1. A nitrile hydratase mutant, characterized in that, The nitrile hydratase mutant is obtained by making single or multiple mutations at positions 22, 42, 63, 73, 105, 131, 145, and 163 based on the amino acid sequence shown in SEQ ID NO.

1.

2. The nitrile hydratase mutant according to claim 1, characterized in that, The nitrile hydratase mutant is based on the amino acid sequence shown in SEQ ID NO.1 and contains one or more amino acid mutations selected from the following sites: S22A, F42P, M63G, Y73K, K105E, Q131P, G145A, P163G.

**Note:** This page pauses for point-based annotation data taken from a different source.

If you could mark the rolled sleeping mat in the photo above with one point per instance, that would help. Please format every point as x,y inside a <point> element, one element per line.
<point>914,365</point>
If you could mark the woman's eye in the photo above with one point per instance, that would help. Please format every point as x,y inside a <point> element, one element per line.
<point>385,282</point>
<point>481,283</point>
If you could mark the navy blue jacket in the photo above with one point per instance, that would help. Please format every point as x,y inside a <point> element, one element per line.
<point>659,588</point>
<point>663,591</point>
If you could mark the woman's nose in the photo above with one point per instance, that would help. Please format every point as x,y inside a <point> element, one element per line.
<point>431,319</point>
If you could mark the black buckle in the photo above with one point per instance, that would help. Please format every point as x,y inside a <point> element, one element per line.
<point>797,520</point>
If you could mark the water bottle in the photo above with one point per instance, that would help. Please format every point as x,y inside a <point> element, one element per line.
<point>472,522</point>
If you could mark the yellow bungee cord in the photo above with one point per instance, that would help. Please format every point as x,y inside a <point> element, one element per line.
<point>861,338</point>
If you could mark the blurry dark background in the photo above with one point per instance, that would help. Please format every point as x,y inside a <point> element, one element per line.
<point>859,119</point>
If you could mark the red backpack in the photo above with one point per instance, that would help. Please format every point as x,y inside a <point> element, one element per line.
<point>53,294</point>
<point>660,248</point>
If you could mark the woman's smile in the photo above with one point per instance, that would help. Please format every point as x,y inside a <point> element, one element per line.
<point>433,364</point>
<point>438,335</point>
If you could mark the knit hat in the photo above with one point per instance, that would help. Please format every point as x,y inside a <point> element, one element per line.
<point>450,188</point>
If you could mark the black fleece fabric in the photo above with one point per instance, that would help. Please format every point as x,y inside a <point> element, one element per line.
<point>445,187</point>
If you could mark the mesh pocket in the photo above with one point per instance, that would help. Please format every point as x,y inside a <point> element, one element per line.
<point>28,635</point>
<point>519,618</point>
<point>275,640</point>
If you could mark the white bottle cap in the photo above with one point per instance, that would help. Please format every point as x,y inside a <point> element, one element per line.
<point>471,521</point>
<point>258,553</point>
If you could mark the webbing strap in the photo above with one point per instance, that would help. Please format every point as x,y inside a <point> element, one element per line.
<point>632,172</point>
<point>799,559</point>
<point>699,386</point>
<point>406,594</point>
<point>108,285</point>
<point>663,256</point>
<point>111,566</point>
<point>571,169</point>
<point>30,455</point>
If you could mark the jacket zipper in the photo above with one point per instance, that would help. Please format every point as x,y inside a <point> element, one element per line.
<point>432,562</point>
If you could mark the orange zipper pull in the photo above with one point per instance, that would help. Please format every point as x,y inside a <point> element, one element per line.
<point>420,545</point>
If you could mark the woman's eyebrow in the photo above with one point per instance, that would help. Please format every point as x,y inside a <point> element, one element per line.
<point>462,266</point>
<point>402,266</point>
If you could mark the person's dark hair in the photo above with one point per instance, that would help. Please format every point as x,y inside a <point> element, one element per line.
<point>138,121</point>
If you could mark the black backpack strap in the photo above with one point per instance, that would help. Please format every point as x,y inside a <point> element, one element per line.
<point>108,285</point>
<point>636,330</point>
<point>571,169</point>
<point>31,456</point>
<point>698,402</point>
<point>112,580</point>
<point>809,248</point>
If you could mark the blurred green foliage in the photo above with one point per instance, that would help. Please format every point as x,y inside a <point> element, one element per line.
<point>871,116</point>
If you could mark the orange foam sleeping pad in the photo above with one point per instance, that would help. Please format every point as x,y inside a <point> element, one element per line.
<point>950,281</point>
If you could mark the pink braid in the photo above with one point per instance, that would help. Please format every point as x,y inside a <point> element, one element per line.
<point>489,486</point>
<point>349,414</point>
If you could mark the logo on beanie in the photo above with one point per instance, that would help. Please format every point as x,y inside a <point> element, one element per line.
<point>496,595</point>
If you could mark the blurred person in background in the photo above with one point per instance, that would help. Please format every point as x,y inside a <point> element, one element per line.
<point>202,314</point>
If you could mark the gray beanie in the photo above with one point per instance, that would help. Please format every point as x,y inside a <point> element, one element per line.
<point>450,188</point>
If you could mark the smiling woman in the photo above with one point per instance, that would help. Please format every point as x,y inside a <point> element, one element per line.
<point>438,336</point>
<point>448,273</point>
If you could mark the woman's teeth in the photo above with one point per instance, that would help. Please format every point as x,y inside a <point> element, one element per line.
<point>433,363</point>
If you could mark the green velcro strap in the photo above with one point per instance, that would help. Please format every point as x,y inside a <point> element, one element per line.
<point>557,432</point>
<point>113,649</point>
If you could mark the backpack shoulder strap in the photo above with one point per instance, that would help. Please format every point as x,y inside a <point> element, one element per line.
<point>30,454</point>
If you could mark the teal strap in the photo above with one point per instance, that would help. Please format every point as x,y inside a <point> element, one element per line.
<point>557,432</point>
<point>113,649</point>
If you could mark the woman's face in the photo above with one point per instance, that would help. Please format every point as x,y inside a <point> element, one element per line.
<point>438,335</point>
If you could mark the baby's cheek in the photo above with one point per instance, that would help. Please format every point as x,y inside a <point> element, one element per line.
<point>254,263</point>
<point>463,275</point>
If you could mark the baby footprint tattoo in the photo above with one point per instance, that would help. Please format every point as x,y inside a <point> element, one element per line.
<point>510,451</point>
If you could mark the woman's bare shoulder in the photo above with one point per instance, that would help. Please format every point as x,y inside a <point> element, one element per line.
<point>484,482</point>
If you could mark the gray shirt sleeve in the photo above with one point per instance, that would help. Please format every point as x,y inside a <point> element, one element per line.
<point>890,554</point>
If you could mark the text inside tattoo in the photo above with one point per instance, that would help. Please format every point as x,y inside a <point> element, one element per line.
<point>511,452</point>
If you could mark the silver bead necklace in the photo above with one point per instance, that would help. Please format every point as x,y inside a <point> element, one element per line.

3. The nitrile hydratase mutant according to claim 2, characterized in that, The nitrile hydratase mutant was obtained by combining mutations of S22A, F42P, M63G, Y73K, K105E, Q131P, G145A and P163G based on the amino acid sequence shown in SEQ ID NO.1, and its amino acid sequence is shown in SEQ ID NO.

2.

4. A gene encoding a nitrile hydratase mutant as described in any one of claims 1-3.

5. A recombinant vector containing the gene of claim 4.

6. A recombinant genetically engineered bacterium containing the gene of claim 4.

7. The use of the nitrile hydratase mutant according to any one of claims 1-3 in the catalytic synthesis of 4-acetyl-2-methylbenzamide from 4-acetyl-2-methylbenzonitrile.

8. The application according to claim 7, characterized in that, Using wet bacterial cells obtained by inducing expression of recombinant genetically engineered bacteria with nitrile hydratase mutant as a catalyst, and 4-acetyl-2-methylbenzonitrile as a substrate, a transformation reaction was carried out at 30-60℃ to obtain 4-acetyl-2-methylbenzoamide.

9. The application according to claim 8, characterized in that, The pH value of the reaction is 7.0-9.

0.

10. The application according to claim 8, characterized in that, The weight ratio of 4-acetyl-2-methylbenzonitrile to the catalyst is 100-300:1.